Calculating LOO-CV for a multinormal regression model

No. lpd is defined in equation (2) in [1507.04544] Practical Bayesian model evaluation using leave-one-out cross-validation and WAIC

lpd <- matrixStats::colLogSumExps(ll) - log(nrow(ll))

where ll is log_lik from the full data posterior. Then you can compute pointwise p_loo by subtracting elpd_kcv from lpd. If you then plot observation index vs pointwise p_loo, we’ll learn more. I’m sorry my answers are brief as I’m heavily overloaded, but I still want to help.

1 Like

Hi,

So I hope I got it right: I ran the equation on both the log-lik from the full data posterior (this is lpd), as well as on the log-lik from the heldout data posterior (this is elpd_kcv). Substracting these two yields an n-long, 2000 pt. vector, which is the pointwise p_loo - correct? As you suggested, I plotted it against the observations indices (I’m attaching two types of visualizations. It’s still very dense, but hopefully it provides you with sufficient information; if not’ please let me know what would be a more suitable visualization:

Thanks again for all you tremendous help,

Ofir

Yes. And the plot looks sensible. For models with conditionally univariate observation model pointwise p_loo is usually < 1 unless there is really bad model misspecification. With multinormal observation model this can be more, but I haven’t had experience with than and haven’t had time to go through the math to figure out the asymptotic behavior in weak prior well specified model case.
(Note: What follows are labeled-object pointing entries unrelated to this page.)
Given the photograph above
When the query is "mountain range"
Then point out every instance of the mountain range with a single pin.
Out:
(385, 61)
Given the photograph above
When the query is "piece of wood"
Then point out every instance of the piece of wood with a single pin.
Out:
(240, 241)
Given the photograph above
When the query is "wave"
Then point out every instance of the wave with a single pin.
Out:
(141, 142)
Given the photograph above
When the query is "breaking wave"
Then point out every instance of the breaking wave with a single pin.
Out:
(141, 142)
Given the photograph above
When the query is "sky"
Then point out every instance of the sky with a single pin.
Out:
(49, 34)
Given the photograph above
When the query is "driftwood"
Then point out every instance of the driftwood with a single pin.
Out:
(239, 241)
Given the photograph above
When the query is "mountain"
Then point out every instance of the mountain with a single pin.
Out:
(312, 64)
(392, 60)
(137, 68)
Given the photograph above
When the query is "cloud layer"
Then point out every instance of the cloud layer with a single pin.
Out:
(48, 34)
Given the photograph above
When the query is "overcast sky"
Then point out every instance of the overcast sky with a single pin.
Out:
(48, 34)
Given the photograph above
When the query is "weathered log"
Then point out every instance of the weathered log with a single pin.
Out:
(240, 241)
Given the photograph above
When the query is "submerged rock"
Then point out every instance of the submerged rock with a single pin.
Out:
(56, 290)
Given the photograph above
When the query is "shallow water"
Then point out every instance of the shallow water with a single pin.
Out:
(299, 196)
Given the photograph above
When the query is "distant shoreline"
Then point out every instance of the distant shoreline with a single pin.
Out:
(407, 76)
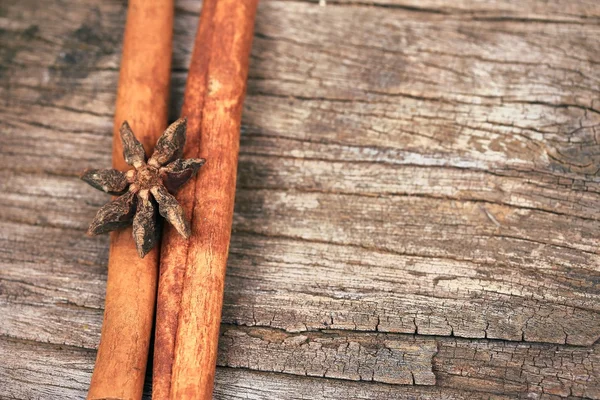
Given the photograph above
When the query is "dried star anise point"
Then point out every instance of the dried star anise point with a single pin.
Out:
(141, 188)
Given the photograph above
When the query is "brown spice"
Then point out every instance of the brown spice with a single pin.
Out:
(192, 273)
(142, 100)
(165, 171)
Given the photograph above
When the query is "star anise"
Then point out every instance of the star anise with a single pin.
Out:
(146, 184)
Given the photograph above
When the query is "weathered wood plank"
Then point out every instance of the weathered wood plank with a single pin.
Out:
(30, 370)
(358, 357)
(36, 370)
(286, 174)
(406, 167)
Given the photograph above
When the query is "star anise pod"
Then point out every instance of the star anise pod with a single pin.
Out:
(143, 186)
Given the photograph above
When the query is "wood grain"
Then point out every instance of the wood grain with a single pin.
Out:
(406, 168)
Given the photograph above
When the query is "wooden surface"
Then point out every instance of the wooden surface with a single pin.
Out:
(416, 213)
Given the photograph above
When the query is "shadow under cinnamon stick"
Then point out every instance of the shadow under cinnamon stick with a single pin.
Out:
(192, 273)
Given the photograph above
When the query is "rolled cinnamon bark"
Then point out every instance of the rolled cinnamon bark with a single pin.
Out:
(131, 286)
(192, 273)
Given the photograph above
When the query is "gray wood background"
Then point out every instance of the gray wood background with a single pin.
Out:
(417, 204)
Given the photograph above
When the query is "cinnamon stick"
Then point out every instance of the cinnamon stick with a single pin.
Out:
(131, 286)
(192, 273)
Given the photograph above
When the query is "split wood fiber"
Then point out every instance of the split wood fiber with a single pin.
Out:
(192, 273)
(131, 286)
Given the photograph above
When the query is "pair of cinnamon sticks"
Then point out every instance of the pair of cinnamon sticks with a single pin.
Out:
(192, 272)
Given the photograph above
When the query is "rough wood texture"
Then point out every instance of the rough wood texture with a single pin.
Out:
(405, 168)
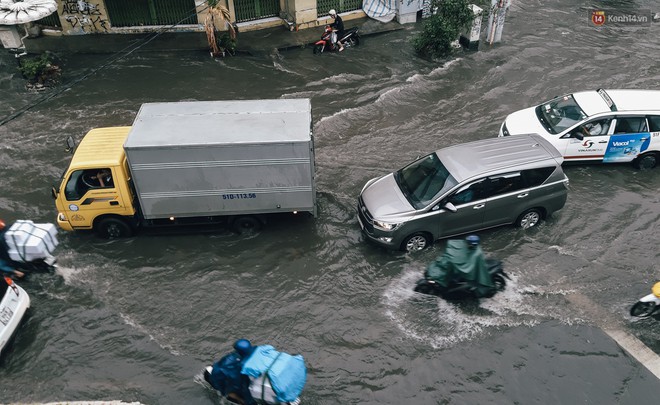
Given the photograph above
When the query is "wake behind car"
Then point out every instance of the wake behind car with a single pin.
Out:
(598, 126)
(14, 302)
(464, 188)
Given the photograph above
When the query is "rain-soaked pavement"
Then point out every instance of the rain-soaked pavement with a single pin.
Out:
(137, 319)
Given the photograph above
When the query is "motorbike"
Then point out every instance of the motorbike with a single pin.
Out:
(647, 305)
(350, 38)
(463, 271)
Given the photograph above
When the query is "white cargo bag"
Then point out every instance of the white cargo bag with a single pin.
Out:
(28, 241)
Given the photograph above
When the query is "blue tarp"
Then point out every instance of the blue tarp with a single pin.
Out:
(287, 373)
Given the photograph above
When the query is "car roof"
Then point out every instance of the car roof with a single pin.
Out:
(592, 102)
(467, 160)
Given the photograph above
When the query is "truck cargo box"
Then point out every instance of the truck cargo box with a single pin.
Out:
(202, 158)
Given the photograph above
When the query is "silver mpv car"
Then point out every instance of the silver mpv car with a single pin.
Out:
(464, 188)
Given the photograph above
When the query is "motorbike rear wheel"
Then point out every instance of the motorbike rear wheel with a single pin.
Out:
(642, 309)
(354, 40)
(499, 281)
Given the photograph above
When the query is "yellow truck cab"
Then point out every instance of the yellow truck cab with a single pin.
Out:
(94, 191)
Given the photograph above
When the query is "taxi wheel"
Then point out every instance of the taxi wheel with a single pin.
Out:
(646, 161)
(529, 218)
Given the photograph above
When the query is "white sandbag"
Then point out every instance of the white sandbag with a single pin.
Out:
(28, 241)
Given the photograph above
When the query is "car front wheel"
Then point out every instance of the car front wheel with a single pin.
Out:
(415, 242)
(529, 219)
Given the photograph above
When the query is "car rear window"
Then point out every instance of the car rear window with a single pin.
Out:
(536, 177)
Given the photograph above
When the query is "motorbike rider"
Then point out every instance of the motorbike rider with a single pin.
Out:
(225, 374)
(338, 29)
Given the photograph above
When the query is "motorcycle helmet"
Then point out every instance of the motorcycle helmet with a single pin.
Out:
(472, 240)
(243, 347)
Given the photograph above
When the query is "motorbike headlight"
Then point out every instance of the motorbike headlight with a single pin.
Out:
(504, 130)
(384, 226)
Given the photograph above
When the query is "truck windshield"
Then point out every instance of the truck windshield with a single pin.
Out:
(559, 114)
(423, 180)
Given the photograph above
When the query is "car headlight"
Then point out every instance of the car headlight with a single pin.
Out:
(384, 226)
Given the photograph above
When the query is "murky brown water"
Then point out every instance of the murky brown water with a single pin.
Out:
(137, 319)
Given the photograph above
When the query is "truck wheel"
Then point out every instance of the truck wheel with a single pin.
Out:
(112, 228)
(246, 225)
(415, 242)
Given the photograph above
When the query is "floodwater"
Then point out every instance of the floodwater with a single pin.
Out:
(137, 319)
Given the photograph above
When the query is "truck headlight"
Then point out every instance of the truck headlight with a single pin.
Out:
(384, 226)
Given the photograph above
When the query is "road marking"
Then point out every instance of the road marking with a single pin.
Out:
(647, 357)
(637, 349)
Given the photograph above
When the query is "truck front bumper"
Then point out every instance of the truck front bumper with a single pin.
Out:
(63, 223)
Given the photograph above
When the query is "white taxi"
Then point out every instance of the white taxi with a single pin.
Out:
(14, 302)
(607, 126)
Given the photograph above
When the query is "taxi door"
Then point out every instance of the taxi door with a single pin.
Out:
(630, 138)
(588, 142)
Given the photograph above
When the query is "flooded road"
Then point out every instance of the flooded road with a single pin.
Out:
(137, 319)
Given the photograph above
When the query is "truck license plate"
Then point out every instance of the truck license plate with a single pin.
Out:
(5, 315)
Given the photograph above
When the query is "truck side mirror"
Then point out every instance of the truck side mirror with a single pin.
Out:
(70, 144)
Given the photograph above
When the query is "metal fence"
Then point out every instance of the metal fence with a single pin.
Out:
(342, 6)
(248, 10)
(131, 13)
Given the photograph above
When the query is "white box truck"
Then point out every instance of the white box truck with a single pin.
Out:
(192, 163)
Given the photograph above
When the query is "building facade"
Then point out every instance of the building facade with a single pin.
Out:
(80, 17)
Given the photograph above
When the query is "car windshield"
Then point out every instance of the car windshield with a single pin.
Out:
(424, 180)
(560, 114)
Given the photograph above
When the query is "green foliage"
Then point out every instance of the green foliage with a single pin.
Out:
(227, 43)
(39, 69)
(442, 28)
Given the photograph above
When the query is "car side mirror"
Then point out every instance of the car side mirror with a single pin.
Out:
(70, 144)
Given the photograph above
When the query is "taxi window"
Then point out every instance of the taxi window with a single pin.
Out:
(630, 125)
(654, 123)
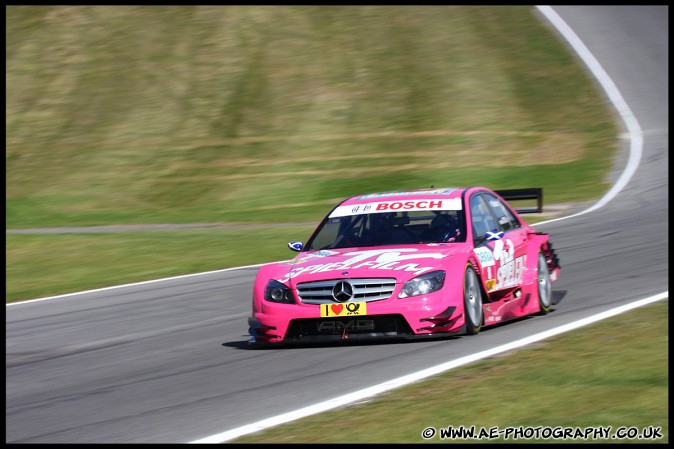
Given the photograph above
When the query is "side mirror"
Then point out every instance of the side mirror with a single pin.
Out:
(296, 246)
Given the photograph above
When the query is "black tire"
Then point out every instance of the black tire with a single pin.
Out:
(544, 285)
(472, 302)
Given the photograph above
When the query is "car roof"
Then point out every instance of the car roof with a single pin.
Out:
(432, 193)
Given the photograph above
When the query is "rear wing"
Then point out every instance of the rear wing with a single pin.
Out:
(524, 194)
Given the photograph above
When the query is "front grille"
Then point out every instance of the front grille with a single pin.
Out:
(365, 326)
(364, 290)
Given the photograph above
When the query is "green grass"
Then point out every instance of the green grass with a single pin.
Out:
(271, 114)
(44, 265)
(614, 373)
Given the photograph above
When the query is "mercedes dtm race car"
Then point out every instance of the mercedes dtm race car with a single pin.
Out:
(406, 264)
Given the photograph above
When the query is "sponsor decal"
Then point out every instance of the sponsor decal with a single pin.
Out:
(421, 192)
(510, 268)
(393, 206)
(375, 259)
(345, 309)
(353, 325)
(485, 255)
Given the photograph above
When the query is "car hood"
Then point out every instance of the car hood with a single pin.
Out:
(400, 262)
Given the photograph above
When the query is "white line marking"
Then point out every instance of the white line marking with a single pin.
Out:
(635, 133)
(416, 377)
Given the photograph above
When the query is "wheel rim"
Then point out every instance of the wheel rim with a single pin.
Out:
(473, 299)
(544, 285)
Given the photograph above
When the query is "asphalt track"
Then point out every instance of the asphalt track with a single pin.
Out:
(167, 362)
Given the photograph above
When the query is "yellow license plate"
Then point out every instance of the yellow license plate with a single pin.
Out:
(345, 309)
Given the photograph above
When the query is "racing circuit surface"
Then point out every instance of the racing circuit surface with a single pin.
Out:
(167, 362)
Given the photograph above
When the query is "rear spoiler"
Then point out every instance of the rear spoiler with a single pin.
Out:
(524, 194)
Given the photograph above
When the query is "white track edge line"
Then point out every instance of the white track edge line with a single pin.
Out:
(368, 392)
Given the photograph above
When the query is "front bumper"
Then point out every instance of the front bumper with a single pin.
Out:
(281, 323)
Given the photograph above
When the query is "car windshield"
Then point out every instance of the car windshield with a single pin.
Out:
(394, 228)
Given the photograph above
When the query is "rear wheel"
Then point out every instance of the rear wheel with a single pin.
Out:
(472, 302)
(544, 285)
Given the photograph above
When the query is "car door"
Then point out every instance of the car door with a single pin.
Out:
(499, 240)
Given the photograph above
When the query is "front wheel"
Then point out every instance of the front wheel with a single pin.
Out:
(544, 285)
(472, 302)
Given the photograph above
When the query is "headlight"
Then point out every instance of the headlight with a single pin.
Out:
(277, 292)
(421, 285)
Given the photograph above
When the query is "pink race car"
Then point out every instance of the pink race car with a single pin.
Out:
(409, 264)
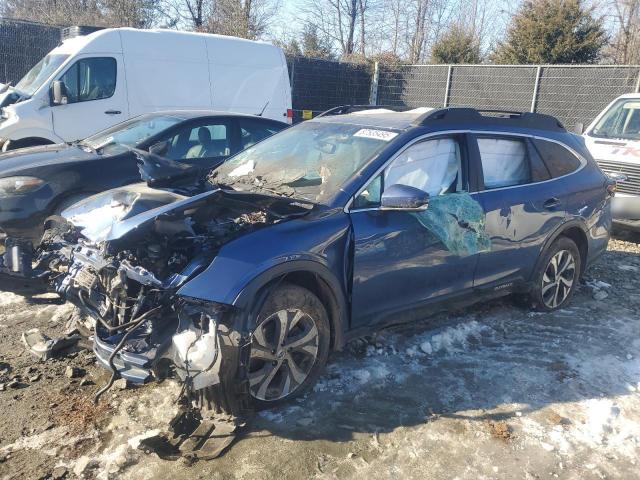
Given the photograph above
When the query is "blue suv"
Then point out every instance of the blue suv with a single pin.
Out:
(324, 232)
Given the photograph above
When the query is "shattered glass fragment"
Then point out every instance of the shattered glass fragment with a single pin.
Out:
(457, 220)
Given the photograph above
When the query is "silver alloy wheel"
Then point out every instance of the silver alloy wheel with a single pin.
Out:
(284, 349)
(558, 278)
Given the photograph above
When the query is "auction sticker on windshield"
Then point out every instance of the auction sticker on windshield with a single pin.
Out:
(383, 135)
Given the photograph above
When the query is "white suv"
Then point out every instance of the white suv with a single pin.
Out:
(614, 141)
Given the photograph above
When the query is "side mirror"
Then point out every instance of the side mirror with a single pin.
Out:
(159, 148)
(578, 128)
(617, 177)
(404, 197)
(58, 93)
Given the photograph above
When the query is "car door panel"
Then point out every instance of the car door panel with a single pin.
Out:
(79, 119)
(404, 259)
(518, 219)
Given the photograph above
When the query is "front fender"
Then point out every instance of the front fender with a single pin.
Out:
(248, 293)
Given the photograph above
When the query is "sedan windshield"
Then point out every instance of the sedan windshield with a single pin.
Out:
(310, 161)
(621, 121)
(39, 74)
(131, 133)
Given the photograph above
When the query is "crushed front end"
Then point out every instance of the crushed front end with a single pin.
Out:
(144, 329)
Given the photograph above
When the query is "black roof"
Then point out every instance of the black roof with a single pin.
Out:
(381, 117)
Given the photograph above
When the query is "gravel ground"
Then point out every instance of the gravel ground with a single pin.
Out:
(493, 391)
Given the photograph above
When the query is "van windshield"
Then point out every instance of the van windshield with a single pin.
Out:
(39, 74)
(310, 161)
(131, 133)
(621, 121)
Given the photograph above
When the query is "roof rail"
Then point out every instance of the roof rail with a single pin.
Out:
(496, 117)
(344, 109)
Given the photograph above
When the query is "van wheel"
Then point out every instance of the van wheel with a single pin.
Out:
(557, 276)
(289, 346)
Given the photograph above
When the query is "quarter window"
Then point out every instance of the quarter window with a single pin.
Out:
(504, 162)
(90, 79)
(557, 158)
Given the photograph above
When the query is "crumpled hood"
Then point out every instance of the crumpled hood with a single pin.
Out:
(113, 214)
(99, 214)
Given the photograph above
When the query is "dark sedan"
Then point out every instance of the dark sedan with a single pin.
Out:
(38, 182)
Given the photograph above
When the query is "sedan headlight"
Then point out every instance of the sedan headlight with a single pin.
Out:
(11, 186)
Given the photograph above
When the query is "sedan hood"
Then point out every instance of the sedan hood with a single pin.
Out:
(117, 213)
(16, 161)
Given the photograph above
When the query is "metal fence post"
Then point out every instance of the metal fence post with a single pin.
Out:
(534, 100)
(373, 96)
(447, 86)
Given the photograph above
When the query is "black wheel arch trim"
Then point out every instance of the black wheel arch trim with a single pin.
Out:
(562, 228)
(253, 295)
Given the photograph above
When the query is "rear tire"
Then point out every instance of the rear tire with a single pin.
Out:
(289, 347)
(557, 276)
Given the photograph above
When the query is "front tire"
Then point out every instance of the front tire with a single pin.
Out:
(556, 279)
(289, 346)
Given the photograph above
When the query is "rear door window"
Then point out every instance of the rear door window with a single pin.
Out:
(505, 162)
(559, 160)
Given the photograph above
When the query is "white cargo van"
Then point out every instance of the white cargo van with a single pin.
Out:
(613, 139)
(91, 82)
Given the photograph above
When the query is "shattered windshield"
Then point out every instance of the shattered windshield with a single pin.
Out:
(39, 74)
(130, 133)
(622, 121)
(310, 161)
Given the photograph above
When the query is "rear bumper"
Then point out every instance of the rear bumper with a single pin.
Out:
(625, 209)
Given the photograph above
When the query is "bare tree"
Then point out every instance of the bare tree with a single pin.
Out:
(241, 18)
(625, 45)
(336, 19)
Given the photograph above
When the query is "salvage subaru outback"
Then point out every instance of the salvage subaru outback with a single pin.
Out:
(324, 232)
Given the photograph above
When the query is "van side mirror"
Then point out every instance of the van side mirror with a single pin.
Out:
(159, 148)
(404, 197)
(59, 93)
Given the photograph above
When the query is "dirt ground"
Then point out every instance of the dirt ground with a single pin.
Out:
(493, 391)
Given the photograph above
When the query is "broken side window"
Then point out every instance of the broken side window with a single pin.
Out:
(432, 166)
(504, 162)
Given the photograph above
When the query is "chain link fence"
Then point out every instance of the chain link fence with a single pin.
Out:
(574, 94)
(317, 85)
(22, 45)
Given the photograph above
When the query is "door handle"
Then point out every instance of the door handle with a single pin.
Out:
(551, 203)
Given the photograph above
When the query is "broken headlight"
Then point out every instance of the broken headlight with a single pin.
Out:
(11, 186)
(196, 344)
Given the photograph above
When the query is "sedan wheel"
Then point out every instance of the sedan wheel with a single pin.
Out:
(284, 350)
(558, 279)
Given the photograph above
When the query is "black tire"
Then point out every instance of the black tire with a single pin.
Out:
(539, 295)
(292, 299)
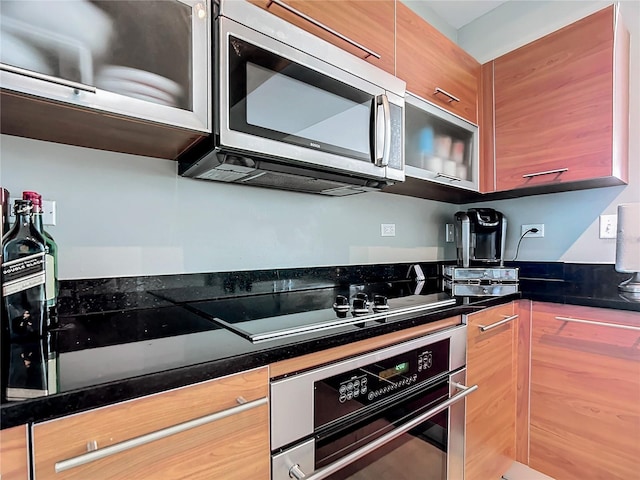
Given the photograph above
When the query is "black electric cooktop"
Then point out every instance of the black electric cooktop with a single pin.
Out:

So it seems that when you remove one observation the posterior is changing too much for PSIS to work. But since you got KCV to work you are fine. The model is very flexible. You can use KCV also with other utility or loss function. What do you think would be useful measure for accuracy in your case?

What do you think would be useful measure for accuracy in your case?

I thought that this is somehow indicated by the se_elpd, and that the next and final step would be to compare this between models (at least that was the procedure described in the tutorial I followed).
Do I actually need to generate data within each fold by using the holdout data and the estimated model parameters, via the multi_normal_cholesky_rng function? and then maybe compare the standard deviation of this simulated data vs. that of the true data? And if this is the case, should I do it for each model before or after model comparison (is it possible for one model to outperform another based on se_elpd comparison, yet to be less accurate?)? Is there as simpler solution or common practice i’m missing here?

Thanks,

Ofir

and then maybe compare the standard deviation of this simulated data vs. that of the true data?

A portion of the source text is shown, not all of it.